Ada yang menjadi perempuan karir, berbisnis, membuka usaha rumahan, mengisi seminar, jasa les privat, dll.
Apalagi di era yang serba digital ini, banyak sekali pekerjaan yang tidak membutuhkan keluar rumah, atau pergi ke kantor.
Cukup bermodalkan smartphone, akun media sosial, dan foto-foto menarik untuk mempromosikan barang dagangan mulai dari jualan baju, buku, makanan, sampai ke perabotan rumah tangga.
Sebagian dari usaha ini menjadikan istri mandiri, dan tidak jarang menjadikan istri memiliki penghasilan yang lebih besar dari suami. Bagaimanakah jika ini terjadi?
Bagaimana status penghasilan istri tersebut? Apakah istri harus berhenti bekerja sebagai bentuk penghormatan kepada suami sebagai kepala rumah tangga?
Sudah maklum bahwa suami adalah pengayom dan pelindung keluarga.

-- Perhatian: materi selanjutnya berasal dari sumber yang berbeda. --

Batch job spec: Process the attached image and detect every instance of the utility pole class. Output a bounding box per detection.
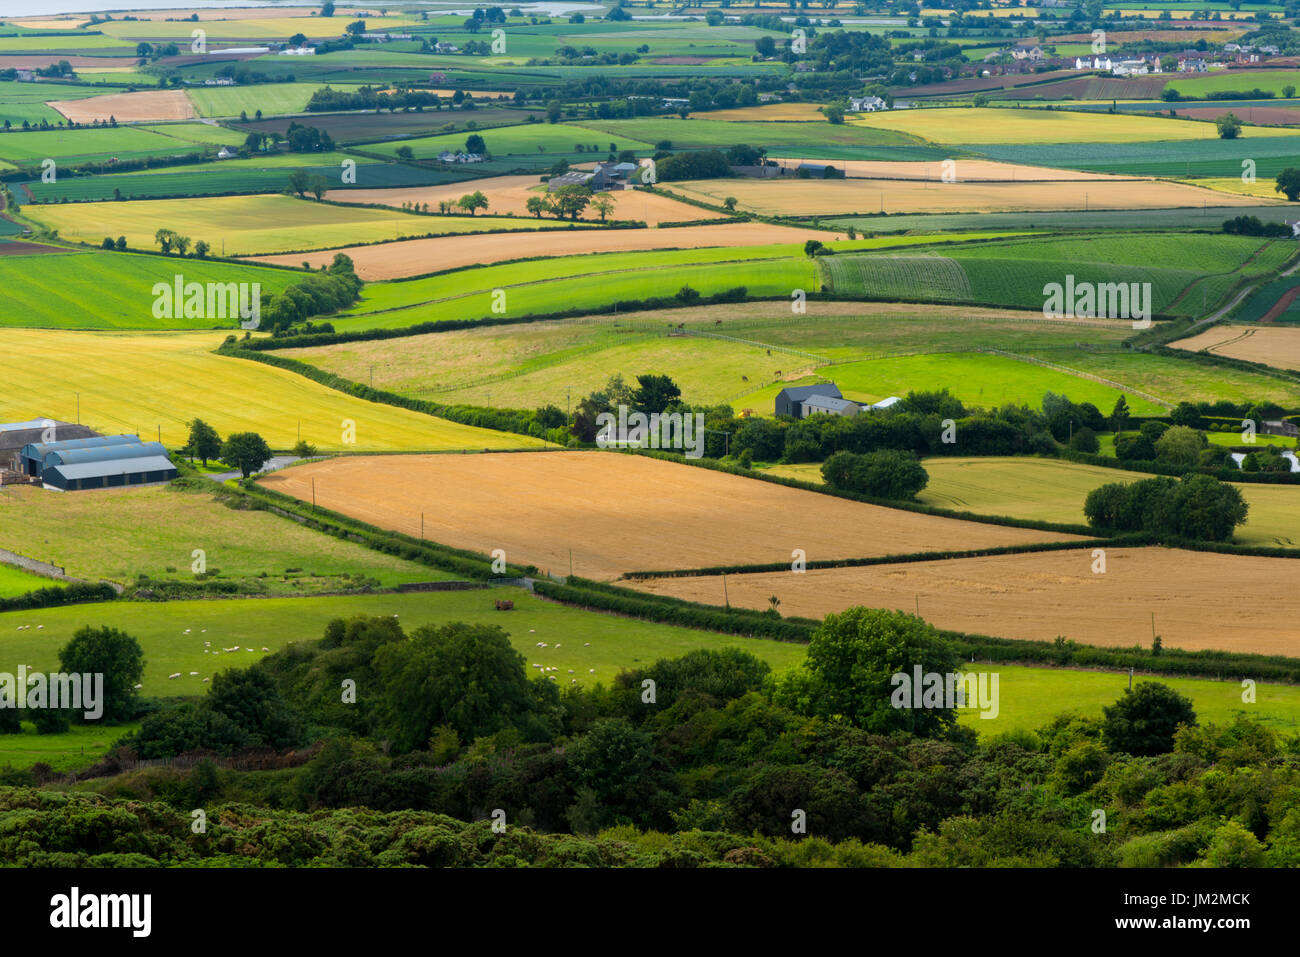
[722,573,729,609]
[312,476,316,509]
[75,392,79,424]
[370,365,374,387]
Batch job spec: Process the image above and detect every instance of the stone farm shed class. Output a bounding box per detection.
[20,435,177,491]
[0,418,97,472]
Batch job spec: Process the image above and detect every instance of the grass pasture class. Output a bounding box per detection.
[0,483,440,593]
[0,330,550,452]
[258,451,1083,581]
[0,563,57,599]
[23,194,572,257]
[0,251,298,330]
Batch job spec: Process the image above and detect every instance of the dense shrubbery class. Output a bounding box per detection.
[0,581,116,613]
[820,449,928,499]
[261,253,361,334]
[25,609,1297,867]
[1084,474,1249,541]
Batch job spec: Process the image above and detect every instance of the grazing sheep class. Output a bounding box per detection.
[584,642,590,646]
[168,673,181,680]
[189,671,198,676]
[133,683,142,689]
[202,678,210,683]
[36,625,42,629]
[589,669,595,673]
[261,646,269,652]
[567,669,574,674]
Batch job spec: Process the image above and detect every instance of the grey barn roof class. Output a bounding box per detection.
[48,455,176,481]
[802,395,858,413]
[45,441,167,467]
[22,434,138,459]
[777,383,843,402]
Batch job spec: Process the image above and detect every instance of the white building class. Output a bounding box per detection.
[849,95,887,112]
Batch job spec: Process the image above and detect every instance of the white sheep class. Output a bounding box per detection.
[261,646,269,652]
[133,683,142,690]
[589,669,595,674]
[168,673,181,679]
[202,678,209,683]
[584,642,590,646]
[189,671,198,676]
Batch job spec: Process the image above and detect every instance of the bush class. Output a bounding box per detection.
[1068,427,1099,454]
[1102,682,1197,756]
[820,449,929,500]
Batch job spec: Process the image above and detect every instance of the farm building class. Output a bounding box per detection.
[775,385,903,418]
[20,435,177,491]
[0,418,97,473]
[776,383,844,417]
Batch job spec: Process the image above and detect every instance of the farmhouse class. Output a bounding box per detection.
[20,435,177,492]
[0,419,97,475]
[849,95,887,112]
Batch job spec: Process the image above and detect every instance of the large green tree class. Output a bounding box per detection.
[220,432,272,478]
[185,418,221,466]
[56,626,145,723]
[1102,682,1197,756]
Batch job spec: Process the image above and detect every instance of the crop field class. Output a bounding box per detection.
[0,251,299,330]
[47,89,196,124]
[1172,325,1300,368]
[0,80,108,125]
[248,222,832,280]
[258,451,1083,581]
[580,116,934,153]
[819,205,1297,234]
[765,158,1133,181]
[665,176,1252,216]
[1167,70,1300,96]
[366,123,655,163]
[18,160,467,204]
[0,483,438,592]
[628,546,1300,656]
[319,174,723,225]
[331,253,820,332]
[971,135,1300,177]
[850,106,1296,145]
[819,232,1291,317]
[769,456,1300,548]
[0,330,549,452]
[186,82,363,118]
[0,125,224,167]
[0,562,55,598]
[23,194,573,257]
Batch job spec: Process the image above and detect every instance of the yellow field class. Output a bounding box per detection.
[324,174,722,225]
[257,451,1084,580]
[96,14,420,38]
[629,546,1300,656]
[24,194,570,257]
[48,90,196,125]
[665,176,1263,216]
[1197,177,1293,200]
[849,107,1300,145]
[1173,325,1300,370]
[768,158,1133,181]
[0,330,548,452]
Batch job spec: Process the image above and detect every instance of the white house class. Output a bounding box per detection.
[1076,55,1114,71]
[278,46,316,56]
[849,95,886,112]
[216,147,237,160]
[1112,59,1149,76]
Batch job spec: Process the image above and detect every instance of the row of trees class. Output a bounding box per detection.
[183,419,274,478]
[1084,474,1249,541]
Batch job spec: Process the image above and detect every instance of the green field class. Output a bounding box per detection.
[769,455,1300,548]
[579,116,934,153]
[186,82,364,118]
[366,121,654,164]
[0,482,439,593]
[737,353,1167,415]
[332,245,821,332]
[0,563,57,599]
[1167,70,1300,97]
[24,194,571,257]
[0,81,107,126]
[0,123,244,167]
[821,233,1291,317]
[0,251,299,330]
[971,135,1300,177]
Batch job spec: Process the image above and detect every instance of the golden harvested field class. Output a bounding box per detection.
[768,158,1134,181]
[629,547,1300,656]
[325,175,723,225]
[848,106,1300,144]
[48,90,196,124]
[1171,326,1300,369]
[246,222,833,280]
[666,176,1264,216]
[0,330,548,453]
[257,451,1085,581]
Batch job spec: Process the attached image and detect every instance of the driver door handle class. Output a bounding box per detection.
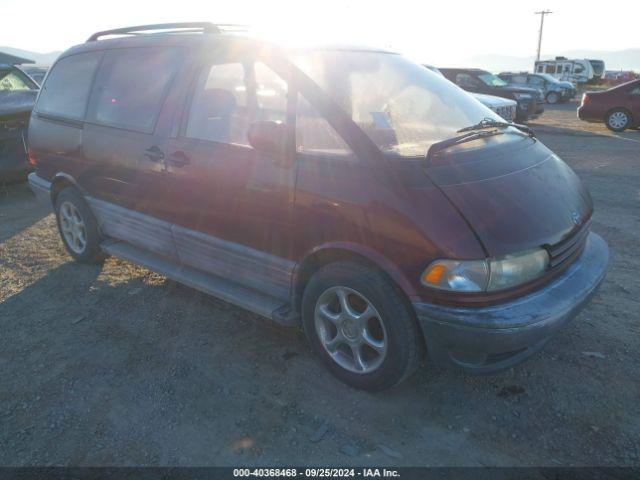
[144,145,165,162]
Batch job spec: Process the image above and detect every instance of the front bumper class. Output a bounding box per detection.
[413,232,609,374]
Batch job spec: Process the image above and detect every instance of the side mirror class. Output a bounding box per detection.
[247,121,290,159]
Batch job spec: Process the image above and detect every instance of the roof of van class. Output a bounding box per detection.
[58,28,397,61]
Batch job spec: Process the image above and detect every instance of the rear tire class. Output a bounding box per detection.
[55,187,104,263]
[302,262,424,391]
[605,108,632,132]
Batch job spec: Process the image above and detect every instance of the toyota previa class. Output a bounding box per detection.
[28,23,609,390]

Disebut juga pemimpin karena kelebihannya dari perempuan, dan kewajibannya dalam menafkahkan hartanya untuk keluarganya sebagaimana tertera dalam surah An-Nisa’; 34.
Istri sebagai pendamping suami sejatinya memiliki dua hak, yaitu mahar dan nafkah. Hal ini sebagaimana tertera dalam Q.S. An-Nisa’: 4 sebagai kewajiban mahar bagi suami kepada istri, dan Q.S. Al-Baqarah: 233 sebagai berikut;
وَعَلَى الْمَوْلُودِ لَهُ رِزْقُهُنَّ وَكِسْوَتُهُنَّ بِالْمَعْرُوفِ
“Dan merupakan kewajiban bapak (orang yang mendapatkan anak) untuk memberikan nafkah kepada istrinya dan memberinya pakaian dengan cara yang wajar.” (QS. Al-Baqarah: 233)
Oleh sebab nafkah istri merupakan tanggung jawab suami, sejatinya harta istri adalah milik ia sendiri.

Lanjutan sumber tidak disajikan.